Me volví para mirar el sol. Parecía tocar los bordes de la llanura. Cuando por último decidí que era inútil seguir avanzando y que pasaría cuando menos una noche en el páramo, me tendí en el suelo completamente agotado. El sol del atardecer llegaba oblicuo y cálido a mi cuerpo, pero empezaba a levantarse viento desde el mar y sentí que el frío me mordía a través de mis húmedas botas de caza. Altas en el cielo las gaviotas trazaban círculos y ondulaban como trocitos de papeles blancos; desde algún marjal distante llegó el canto de un sarapito solitario. Poco a poco el sol se hundió tras el llano y el resplandor crepuscular tiñó de rubor el cenit. Vi el cielo cambiar del más pálido de los oros al rosa y luego a fuego abrasador. Nubes de jejenes danzaban a mi alrededor, y alto en el aire calmo un murciélago se zambulló y alzó vuelo.

Empezaron a cerrárseme los ojos. Entonces, cuando trataba de despabilarme, un súbito crujido entre los helechos me sobresaltó. Abrí los ojos. Un gran pájaro se estremecía en el aire sobre mi cara. Por un instante me quedé mirando fijo incapaz de movimiento; entonces algo saltó a mi lado y se metió entre las malezas y el pájaro ascendió, giró y se fue en dirección de los helechos.

En un instante estuve de pie atisbando entre los espinos. Desde un grupo de brezos en las cercanías llegó el ruido de una refriega. Avancé con la escopeta apuntada, pero cuando llegué al brezal bajé el arma y me quedé inmóvil en silencioso asombro. En tierra yacía una liebre muerta y sobre la liebre se erguía un magnífico halcón con un espolón clavado en el cuello de la criatura y el otro firmemente plantado en su flanco inerte. Pero lo que me asombró no fue la mera visión del halcón posado en su presa. Había visto eso más de una vez. Fue que el halcón tenía una especie de lazo en ambos espolones, y de ellos colgaba un trocito de metal redondo como un cascabel. El ave volvió y clavó el curvo pico en su presa. En el mismo instante, pasos apresurados sonaron entre los brezos, y apareció una joven en el refugio.

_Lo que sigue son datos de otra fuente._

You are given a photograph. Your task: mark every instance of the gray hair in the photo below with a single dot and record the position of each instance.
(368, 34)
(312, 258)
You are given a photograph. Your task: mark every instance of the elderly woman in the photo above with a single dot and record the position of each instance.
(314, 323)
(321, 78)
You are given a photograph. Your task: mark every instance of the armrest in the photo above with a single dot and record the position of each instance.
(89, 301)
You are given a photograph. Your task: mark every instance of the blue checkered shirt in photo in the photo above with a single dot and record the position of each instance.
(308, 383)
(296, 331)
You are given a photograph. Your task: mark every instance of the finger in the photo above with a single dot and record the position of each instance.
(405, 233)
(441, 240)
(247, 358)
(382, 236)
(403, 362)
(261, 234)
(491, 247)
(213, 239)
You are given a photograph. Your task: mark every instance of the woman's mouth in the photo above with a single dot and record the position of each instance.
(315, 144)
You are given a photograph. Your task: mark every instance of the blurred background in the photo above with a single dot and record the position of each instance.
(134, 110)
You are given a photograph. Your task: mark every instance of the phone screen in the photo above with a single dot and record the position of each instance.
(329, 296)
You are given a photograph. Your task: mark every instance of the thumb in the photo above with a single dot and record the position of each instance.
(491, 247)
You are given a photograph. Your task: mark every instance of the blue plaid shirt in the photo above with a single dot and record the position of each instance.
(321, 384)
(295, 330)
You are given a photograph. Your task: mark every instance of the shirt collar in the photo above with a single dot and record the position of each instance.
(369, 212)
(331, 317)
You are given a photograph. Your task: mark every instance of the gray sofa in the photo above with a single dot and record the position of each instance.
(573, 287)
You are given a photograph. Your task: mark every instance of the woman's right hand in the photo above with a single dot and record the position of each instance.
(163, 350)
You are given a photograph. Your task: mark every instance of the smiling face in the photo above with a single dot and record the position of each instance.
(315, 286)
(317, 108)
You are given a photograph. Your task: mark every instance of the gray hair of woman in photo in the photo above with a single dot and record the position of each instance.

Sin dirigirme una mirada siquiera avanzó hacia el halcón, y pasándole la mano enguantada cubrió con una pequeña capucha la cabeza del ave y sosteniéndola en el guantelete, se inclinó para recoger la liebre.

Pasó una cuerda en torno a las piernas del animal y ajustó su extremo a la correa de su cinturón. Luego se dispuso a desandar su camino por el refugio. Al pasar junto a mí, me quité la gorra, y ella reconoció mi presencia con una inclinación apenas perceptible. Tanto había sido mi asombro, tan hondamente sumido en admiración ante la escena que tenía ante los ojos, que no se me había ocurrido que aquí estaba mi salvación. Pero mientras se alejaba, advertí que si no quería dormir en el páramo ventoso esa noche, debía recuperar el habla sin demora. Cuando pronuncié mis primeras palabras, ella vaciló, y al ponérmele por delante, me pareció que sus hermosos ojos revelaban temor. Pero cuando le expliqué humildemente el desagradable apuro en que me encontraba, su cara se ruborizó y me miró con asombro.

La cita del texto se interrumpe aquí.